Luciano Moggi uważa, że od czasów pamiętnej afery Calciopoli nic się nie zmieniło. Zdaniem byłego dyrektora generalnego Juventusu Turyn nadal to sędziowie są głównymi aktorami większości meczów i to właśnie ich postawa na boisku ma wpływ na ostateczne losy poszczególnych konfrontacji.

W tym artykule dowiesz się o:

- Juventus powrócił i zdobył trzy punkty, ale nadal gra słabo, tak jak teraz. Pozyskali Diego z Werderu, który może grać praktycznie nawet jako pierwszy albo drugi napastnik. Jeśli Juventus nie widzi go w tej roli, może go równie dobrze posadzić na ławce rezerwowych lub odesłać na trybuny - powiedział.

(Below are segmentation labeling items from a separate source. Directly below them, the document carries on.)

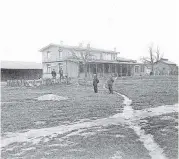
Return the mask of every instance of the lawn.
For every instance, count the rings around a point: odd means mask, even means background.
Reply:
[[[134,110],[178,103],[178,77],[119,79],[114,89],[132,99]]]
[[[67,101],[37,101],[36,98],[53,93],[65,96]],[[122,112],[122,98],[109,95],[100,89],[98,94],[92,87],[43,86],[40,88],[2,88],[1,127],[4,132],[24,129],[52,127],[77,122],[80,119],[105,118]],[[38,123],[44,124],[38,124]]]
[[[37,88],[2,87],[1,132],[23,136],[32,142],[14,142],[2,149],[2,158],[110,158],[149,159],[149,152],[121,118],[123,98],[110,95],[100,81],[99,93],[90,84]],[[177,77],[118,79],[114,90],[132,99],[134,110],[178,102]],[[65,101],[38,101],[55,94]],[[151,134],[168,158],[177,158],[178,113],[142,118],[138,122]],[[63,132],[63,133],[61,133]],[[38,134],[39,133],[39,134]],[[33,137],[33,135],[35,137]],[[26,136],[24,136],[26,137]],[[21,140],[19,138],[19,140]]]

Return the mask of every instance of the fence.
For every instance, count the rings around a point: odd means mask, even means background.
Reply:
[[[9,87],[36,87],[41,85],[53,85],[53,84],[70,84],[70,78],[64,79],[38,79],[38,80],[7,80],[7,85]]]

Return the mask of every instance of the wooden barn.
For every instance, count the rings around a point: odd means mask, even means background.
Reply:
[[[33,80],[42,77],[42,64],[35,62],[1,61],[1,81]]]

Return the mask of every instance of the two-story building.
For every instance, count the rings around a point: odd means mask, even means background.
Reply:
[[[106,76],[116,74],[117,76],[132,76],[145,74],[144,65],[134,60],[120,58],[120,52],[114,50],[96,49],[87,45],[64,46],[49,44],[42,49],[43,78],[51,78],[51,71],[54,69],[59,76],[60,68],[68,77],[84,76],[84,60],[82,54],[89,52],[87,59],[88,77],[93,74]]]

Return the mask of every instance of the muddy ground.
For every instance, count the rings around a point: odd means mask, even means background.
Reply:
[[[2,87],[2,158],[177,158],[177,106],[159,107],[178,102],[177,78],[116,80],[130,111],[123,97],[99,87],[98,94],[91,86]],[[50,93],[68,100],[37,100]]]

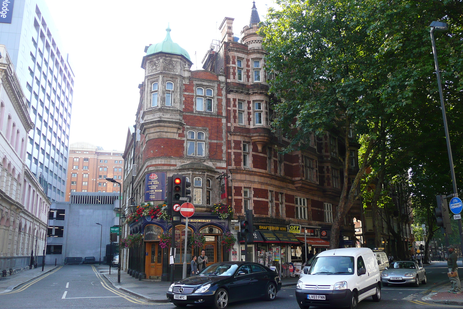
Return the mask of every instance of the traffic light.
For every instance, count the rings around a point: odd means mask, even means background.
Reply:
[[[239,233],[242,237],[246,237],[249,233],[249,223],[246,220],[241,220],[239,222]]]
[[[181,177],[181,191],[182,191],[182,197],[186,197],[188,198],[188,200],[185,201],[185,202],[191,202],[191,190],[188,189],[191,187],[191,183],[189,181],[187,181],[187,177],[182,176]]]
[[[164,198],[164,203],[166,204],[163,208],[163,210],[167,212],[169,216],[172,214],[172,177],[167,177],[167,183],[166,185],[166,197]]]
[[[181,205],[184,202],[181,199],[181,197],[185,196],[185,190],[182,189],[182,188],[184,188],[185,186],[183,184],[183,176],[178,174],[174,174],[172,175],[171,181],[172,186],[171,193],[172,205],[175,204]]]
[[[445,229],[445,233],[452,234],[452,226],[449,217],[449,207],[445,195],[436,195],[437,201],[437,208],[434,208],[434,215],[437,226]]]

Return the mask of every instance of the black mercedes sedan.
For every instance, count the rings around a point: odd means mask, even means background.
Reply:
[[[263,265],[223,262],[175,283],[169,288],[167,299],[177,307],[203,305],[225,309],[238,301],[259,297],[272,301],[281,288],[278,274]]]

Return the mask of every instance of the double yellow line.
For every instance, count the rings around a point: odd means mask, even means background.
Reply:
[[[36,282],[40,281],[41,280],[42,280],[42,279],[43,279],[45,277],[48,277],[48,276],[50,276],[50,275],[51,275],[51,274],[53,274],[53,273],[54,273],[56,272],[56,271],[59,271],[60,270],[60,269],[61,268],[61,267],[63,267],[62,266],[60,266],[59,267],[58,267],[57,268],[56,268],[56,269],[55,269],[54,271],[49,272],[46,275],[44,275],[43,276],[41,276],[40,277],[38,277],[38,278],[36,278],[36,279],[34,279],[34,280],[33,280],[32,281],[31,281],[30,282],[29,282],[29,283],[26,284],[25,284],[24,285],[23,285],[22,287],[21,287],[20,288],[19,288],[18,290],[14,290],[12,291],[11,292],[8,292],[7,293],[4,293],[3,294],[0,294],[0,296],[1,296],[1,295],[6,295],[7,294],[12,294],[13,293],[18,293],[18,292],[21,292],[22,291],[24,291],[26,289],[27,289],[27,288],[29,287],[30,286],[31,286],[32,284],[33,284],[34,283],[36,283]]]
[[[134,303],[141,304],[143,305],[155,304],[154,303],[147,303],[146,302],[139,300],[138,299],[136,299],[135,298],[133,298],[131,297],[130,297],[129,296],[128,296],[127,295],[124,294],[123,293],[117,290],[114,289],[113,287],[110,286],[108,284],[106,283],[106,281],[103,279],[101,274],[100,273],[100,272],[96,269],[96,267],[92,265],[92,268],[93,268],[93,271],[95,273],[95,274],[96,275],[96,277],[100,279],[100,282],[101,284],[101,285],[102,285],[103,287],[104,287],[105,289],[108,290],[108,291],[110,291],[113,293],[114,293],[115,294],[116,294],[116,295],[120,296],[121,297],[125,298],[129,302],[131,302],[132,303]]]

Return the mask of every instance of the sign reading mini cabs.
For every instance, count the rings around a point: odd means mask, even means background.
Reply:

- Amauri? On pokazał, że nadal może strzelać gole. Taki zawodnik jak on bardzo tego potrzebuje, bo inaczej zachowuje się jakby był okaleczony - dodał.

- Bettega jest zadowolony? Może być zadowolony tylko z wyniku. Na boisku było mało sprawiedliwości. Działacze chcą trochę zbyt wielkiego Juventusu dla kibiców. Juve cały czas może być lepsze od Romy i Milanu, tylko Inter jest poza ich zasięgiem. Jeśli ponownie nie wpadną w poślizg, wówczas wszystko może się zdarzyć - kontynuował.

- Wiele błędów arbitrów? To jest potwierdzenie, że nadal nic się nie zmieniło. Teraz nikt jednak nie twierdzi, że są skorumpowani. Teraz nadal to oni mają największą władzę - mówił.

- Chcecie porozmawiać o historii z żółtymi kartkami? Od czasu afery Calciopoli analizowałem trzy sezony i mogę powiedzieć, że jest tak, jak było przed aferą Calciopoli - zauważył.

- Liga Mistrzów? W tym tygodniu powraca i zobaczycie różnice pomiędzy włoskim, a międzynarodowym futbolem. Będzie ciężko nawet oto, aby do dalszych gier awansowała chociażby jedna włoska drużyna - zakończył.

Moggi w 2006 roku został uznany winnym za bycie ojcem skandalu we Włoszech i w efekcie został zdyskwalifikowany na pięć lat. On sam cały czas uważa, że był tylko jednym z ziarenek piasku i to że odsunięto go od świata futbolu wcale nie oznacza, że Serie A już nie jest skorumpowana. Ostatnie wydarzenia pokazują, że w słowach Moggiego może być sporo racji.